Las Vegas Road Trip: Day Seven

Feb 21, 2005- Permalink

Our last day in Las Vegas and our entertainment will come from one showroom in one hotel: The Shimmer Cabaret at the Las Vegas Hilton.

The Vegas Hilton is an off-Strip convention hotel with a lot of business clients. Though it boasts the Star Trek Experience attraction and a busy casino, it still comes across as a slightly less hectic place to hang out, which can be a welcome relief after pushing through hordes of tourists on the Strip.

The Shimmer Cabaret is an intimate 300-seat room that plays host to the two acts we were seeing tonight, David Brenner and Aussie Angels. The two shows played in the same room, but they couldn’t have been further apart.

David Brenner has long been a favourite of mine. He’s the comedian they coined the term “observational humour” for and his ability to zoom in on life’s foibles has not diminished. Though the observational elements are still there, Brenner said that he needed to challenge himself in order to stay interested in stand-up. He decided to focus on current events and now read dozens of papers and magazines while watching news shows. He cuts things out or jots them down on index cards and brings his clippings with him on stage, so he can look for new material each and every day. From the war in Iraq, to weight loss, to prosthetic testicles for dogs, Brenner skewers a wide range of targets. His informal nature and the intimate setting made me feel like we were in on the thinking process of this comic icon.

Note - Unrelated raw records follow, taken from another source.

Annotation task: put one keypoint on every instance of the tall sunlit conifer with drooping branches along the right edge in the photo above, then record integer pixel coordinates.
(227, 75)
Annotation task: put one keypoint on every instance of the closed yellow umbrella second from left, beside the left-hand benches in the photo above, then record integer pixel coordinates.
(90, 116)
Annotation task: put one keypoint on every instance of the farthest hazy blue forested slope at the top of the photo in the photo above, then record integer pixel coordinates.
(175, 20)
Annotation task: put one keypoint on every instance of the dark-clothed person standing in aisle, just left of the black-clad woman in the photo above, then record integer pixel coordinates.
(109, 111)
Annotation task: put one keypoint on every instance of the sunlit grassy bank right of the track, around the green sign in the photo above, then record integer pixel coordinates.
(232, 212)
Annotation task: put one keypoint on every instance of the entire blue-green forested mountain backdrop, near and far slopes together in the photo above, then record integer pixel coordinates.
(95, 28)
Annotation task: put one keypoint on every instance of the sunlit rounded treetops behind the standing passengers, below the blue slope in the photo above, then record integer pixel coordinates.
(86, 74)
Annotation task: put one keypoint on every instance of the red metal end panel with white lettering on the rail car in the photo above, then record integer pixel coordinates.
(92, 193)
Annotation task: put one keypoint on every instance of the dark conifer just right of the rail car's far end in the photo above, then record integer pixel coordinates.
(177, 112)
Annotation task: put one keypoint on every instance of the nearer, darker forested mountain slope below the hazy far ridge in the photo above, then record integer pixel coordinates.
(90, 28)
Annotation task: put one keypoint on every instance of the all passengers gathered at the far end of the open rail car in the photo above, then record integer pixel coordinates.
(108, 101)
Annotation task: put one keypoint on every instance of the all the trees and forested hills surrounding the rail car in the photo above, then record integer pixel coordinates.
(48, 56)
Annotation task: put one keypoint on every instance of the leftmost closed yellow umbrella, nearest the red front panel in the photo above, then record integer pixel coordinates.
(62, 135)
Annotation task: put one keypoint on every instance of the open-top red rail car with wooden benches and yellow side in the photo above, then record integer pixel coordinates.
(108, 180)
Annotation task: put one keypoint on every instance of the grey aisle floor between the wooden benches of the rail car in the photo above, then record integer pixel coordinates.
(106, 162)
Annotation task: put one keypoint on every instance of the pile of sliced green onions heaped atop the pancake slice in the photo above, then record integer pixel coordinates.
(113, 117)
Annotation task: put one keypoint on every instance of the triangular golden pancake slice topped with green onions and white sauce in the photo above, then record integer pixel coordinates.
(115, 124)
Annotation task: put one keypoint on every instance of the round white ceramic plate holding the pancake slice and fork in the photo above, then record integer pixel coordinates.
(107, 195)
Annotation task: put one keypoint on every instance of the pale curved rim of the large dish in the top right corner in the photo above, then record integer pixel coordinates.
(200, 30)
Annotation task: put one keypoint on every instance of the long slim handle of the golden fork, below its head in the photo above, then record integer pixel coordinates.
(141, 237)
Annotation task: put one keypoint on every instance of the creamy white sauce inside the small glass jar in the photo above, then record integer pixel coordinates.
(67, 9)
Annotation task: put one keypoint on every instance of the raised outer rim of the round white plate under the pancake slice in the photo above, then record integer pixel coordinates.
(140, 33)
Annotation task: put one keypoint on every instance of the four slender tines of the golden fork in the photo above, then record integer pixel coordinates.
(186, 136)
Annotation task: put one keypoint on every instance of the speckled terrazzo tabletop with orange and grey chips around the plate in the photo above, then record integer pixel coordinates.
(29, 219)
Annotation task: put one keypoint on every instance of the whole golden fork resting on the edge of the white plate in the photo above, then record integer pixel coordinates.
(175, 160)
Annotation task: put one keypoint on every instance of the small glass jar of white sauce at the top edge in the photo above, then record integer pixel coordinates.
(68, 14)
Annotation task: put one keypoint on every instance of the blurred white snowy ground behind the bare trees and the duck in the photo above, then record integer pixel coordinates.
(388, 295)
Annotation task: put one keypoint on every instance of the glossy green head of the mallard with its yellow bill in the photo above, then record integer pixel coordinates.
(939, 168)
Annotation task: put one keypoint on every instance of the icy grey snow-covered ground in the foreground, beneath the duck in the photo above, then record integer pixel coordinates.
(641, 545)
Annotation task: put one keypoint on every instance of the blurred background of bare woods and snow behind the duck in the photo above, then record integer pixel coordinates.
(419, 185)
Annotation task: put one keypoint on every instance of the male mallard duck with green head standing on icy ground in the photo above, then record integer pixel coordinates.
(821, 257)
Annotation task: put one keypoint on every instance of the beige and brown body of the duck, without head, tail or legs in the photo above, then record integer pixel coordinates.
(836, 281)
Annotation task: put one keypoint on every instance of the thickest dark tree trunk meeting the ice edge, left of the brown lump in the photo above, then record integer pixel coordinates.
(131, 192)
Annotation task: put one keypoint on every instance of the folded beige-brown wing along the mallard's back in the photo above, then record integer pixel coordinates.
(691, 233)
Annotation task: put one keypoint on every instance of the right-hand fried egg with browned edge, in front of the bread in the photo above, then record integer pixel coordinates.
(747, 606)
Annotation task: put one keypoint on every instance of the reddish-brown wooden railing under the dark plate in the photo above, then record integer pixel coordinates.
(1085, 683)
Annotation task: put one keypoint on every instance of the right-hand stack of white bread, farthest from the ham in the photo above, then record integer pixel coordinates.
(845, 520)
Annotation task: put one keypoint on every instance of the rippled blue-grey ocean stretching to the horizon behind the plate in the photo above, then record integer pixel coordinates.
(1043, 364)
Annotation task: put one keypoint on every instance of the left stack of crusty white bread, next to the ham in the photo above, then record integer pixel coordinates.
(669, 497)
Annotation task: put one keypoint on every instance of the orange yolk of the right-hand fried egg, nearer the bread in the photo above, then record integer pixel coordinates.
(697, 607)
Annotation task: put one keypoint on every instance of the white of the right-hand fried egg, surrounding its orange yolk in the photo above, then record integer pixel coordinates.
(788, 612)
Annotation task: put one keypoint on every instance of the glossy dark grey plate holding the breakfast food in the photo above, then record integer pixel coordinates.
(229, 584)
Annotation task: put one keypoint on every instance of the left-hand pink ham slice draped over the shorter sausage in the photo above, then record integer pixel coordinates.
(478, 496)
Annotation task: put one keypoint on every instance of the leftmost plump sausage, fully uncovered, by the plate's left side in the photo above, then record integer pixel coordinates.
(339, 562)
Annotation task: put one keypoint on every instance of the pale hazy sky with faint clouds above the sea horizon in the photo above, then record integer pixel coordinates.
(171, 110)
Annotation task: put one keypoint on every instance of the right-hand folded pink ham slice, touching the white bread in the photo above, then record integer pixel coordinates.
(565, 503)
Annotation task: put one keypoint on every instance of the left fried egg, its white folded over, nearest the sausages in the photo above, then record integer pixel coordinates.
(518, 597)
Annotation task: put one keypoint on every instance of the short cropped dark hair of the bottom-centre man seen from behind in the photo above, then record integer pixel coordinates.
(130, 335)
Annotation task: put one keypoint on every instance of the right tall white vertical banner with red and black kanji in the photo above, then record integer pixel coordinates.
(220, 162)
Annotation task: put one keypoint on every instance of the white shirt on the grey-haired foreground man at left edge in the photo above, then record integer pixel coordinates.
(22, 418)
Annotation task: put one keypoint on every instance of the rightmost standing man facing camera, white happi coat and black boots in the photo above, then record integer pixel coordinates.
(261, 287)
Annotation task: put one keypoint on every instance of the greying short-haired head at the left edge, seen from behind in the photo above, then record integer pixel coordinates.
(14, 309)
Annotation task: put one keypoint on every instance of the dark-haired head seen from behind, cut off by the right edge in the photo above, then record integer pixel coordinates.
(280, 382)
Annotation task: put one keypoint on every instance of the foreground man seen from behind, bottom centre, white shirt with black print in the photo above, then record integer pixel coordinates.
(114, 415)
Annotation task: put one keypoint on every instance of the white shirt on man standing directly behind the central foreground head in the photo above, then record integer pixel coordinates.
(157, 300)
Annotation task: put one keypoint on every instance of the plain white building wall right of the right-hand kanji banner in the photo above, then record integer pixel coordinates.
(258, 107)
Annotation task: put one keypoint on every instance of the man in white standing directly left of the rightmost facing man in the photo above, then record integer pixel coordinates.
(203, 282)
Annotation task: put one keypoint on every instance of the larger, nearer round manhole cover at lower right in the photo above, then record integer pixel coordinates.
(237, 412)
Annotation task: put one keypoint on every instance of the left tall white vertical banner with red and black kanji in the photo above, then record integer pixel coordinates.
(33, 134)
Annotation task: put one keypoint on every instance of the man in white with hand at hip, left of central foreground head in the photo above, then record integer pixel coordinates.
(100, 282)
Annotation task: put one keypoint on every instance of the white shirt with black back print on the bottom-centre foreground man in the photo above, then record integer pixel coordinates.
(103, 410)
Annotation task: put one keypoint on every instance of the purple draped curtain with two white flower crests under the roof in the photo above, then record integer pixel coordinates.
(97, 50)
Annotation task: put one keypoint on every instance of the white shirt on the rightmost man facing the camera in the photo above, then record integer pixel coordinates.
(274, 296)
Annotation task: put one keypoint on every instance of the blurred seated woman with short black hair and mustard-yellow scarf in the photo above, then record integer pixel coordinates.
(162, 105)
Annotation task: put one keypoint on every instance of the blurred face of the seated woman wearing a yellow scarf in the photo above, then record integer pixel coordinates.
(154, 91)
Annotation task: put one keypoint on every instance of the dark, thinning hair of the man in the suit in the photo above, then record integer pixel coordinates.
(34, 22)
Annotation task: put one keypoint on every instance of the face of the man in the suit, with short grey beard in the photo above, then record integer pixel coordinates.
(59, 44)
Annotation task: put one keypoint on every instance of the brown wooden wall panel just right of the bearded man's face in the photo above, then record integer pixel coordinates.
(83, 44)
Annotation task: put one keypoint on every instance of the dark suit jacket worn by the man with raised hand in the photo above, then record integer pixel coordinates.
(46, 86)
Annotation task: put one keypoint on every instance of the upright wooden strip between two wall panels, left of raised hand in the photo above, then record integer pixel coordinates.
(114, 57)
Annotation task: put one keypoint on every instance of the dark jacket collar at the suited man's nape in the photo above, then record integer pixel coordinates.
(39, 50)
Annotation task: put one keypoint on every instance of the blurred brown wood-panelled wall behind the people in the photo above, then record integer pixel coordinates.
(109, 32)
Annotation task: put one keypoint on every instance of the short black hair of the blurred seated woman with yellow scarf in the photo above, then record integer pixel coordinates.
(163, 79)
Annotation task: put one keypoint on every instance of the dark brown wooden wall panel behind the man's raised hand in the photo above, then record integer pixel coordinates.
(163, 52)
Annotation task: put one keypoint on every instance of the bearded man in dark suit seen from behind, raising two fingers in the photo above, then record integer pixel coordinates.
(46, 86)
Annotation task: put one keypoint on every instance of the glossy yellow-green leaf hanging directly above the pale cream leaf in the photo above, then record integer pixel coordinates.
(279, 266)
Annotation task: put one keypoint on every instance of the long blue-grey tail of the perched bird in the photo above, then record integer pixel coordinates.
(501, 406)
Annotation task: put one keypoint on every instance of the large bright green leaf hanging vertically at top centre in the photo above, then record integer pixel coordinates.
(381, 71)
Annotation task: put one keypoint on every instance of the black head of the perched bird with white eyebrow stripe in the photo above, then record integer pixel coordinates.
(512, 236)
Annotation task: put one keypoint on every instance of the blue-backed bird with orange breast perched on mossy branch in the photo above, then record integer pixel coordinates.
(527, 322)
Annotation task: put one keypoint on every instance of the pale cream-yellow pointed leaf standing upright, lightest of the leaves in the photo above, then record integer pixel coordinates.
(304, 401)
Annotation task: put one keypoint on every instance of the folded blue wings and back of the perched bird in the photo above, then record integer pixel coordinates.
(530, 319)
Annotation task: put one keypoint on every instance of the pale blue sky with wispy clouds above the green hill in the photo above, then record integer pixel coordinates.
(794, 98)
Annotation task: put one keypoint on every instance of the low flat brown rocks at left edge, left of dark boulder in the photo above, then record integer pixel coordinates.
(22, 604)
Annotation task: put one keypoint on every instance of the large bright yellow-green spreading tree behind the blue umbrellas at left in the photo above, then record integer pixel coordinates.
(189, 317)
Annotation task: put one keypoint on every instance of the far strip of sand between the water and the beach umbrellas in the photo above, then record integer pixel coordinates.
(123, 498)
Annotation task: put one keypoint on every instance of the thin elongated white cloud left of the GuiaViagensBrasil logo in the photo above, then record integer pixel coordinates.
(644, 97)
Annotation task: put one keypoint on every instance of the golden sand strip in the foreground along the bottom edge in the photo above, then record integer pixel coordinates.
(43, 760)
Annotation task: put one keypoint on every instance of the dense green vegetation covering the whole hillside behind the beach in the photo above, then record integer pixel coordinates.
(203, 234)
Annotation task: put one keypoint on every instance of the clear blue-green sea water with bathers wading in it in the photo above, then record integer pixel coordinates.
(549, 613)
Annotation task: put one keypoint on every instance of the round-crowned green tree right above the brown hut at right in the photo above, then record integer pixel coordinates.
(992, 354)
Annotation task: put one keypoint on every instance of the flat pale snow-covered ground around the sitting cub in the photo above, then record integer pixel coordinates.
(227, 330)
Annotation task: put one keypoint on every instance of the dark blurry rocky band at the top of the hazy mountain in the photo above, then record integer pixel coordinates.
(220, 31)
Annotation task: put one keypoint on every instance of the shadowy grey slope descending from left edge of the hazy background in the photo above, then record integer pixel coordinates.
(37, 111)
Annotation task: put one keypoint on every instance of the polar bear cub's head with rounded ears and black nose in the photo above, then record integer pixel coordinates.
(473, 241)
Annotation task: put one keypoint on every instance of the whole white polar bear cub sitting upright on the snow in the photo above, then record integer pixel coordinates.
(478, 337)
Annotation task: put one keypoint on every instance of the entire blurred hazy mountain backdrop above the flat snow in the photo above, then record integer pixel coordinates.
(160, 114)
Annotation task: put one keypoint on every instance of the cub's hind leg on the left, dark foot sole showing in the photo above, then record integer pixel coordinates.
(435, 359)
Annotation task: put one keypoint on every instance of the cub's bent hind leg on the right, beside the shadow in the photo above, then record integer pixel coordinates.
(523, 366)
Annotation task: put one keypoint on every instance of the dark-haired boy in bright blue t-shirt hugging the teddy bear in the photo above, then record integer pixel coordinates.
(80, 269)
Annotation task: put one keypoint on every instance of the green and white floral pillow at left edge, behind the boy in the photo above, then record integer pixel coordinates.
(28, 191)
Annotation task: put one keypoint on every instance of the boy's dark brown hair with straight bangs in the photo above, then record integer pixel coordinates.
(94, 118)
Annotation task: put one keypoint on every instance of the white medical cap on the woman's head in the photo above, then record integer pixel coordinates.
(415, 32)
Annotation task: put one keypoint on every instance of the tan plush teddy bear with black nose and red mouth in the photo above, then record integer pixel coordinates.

Date: Nightly, Dark Thursdays Time: 8:00 PM

The only thinking an hour after Brenner’s show probably occurred below the belt, if at all. The Aussie Angels are part of the raunchier “what happens in Vegas stays in Vegas” marketing tack that many hotels are now using. In a city where the British Navy was replaced by the Sirens of TI, it only makes sense to toss eight sexy Aussie girls into a room full of people who’d be willing to go Down Under with them.

Many Las Vegas show have a hierarchy that features dancers and showgirls. The dancers are the shorter gals who can move quickly from hip-hop to ballet and jazz while the showgirls are the tall, leggy ones who can move gracefully with large feather headdresses and heels while strolling around topless.

In Aussie Angels, the hierarchy appears to be a little different. Apparently, some of the girls were cast in the show only to discover the topless requirements when they arrived in Vegas. Some stuck by the letter of their contact, while others had no problem with the skin. Some say that’s just a rumour, but it would go some way in explaining why, in a show with such a small cast, four go topless and the others don’t. All of the girls strut their stuff in solos, but the two most statuesque girls literally leave the audience wanting more while the emcee coos, “Isn’t she a tease!”

Because of the room’s small size and the lack of elaborate sets or costumes, the show does come across as an attempt at a musical production in a strip club. Though the stage is minus a pole, the girls do writhe about, strut through the audience, and pop their tops midway through songs. There’s some awful audience participation moments and the emcees are stuck with awful lines like “Where’s the best place to root in Melbourne? Right, my house!”

Unlike shows like Zumanity and La Femme that mix art with their eroticism, Aussie Angels coms off as a strip show with better choreography. Of course, you can’t hold them to the same critical standards you’d use reviewing a Kubrick flick. If you’re looking for hot, sexy Aussie lasses prancing in their undies, then Aussie Angels will fill the bill. If you’re looking for slightly higher production values considering the price is higher than a strip club cover charge, keep looking.

The Angels left Vegas on April 30th, taking their G-strings to Atlantic City.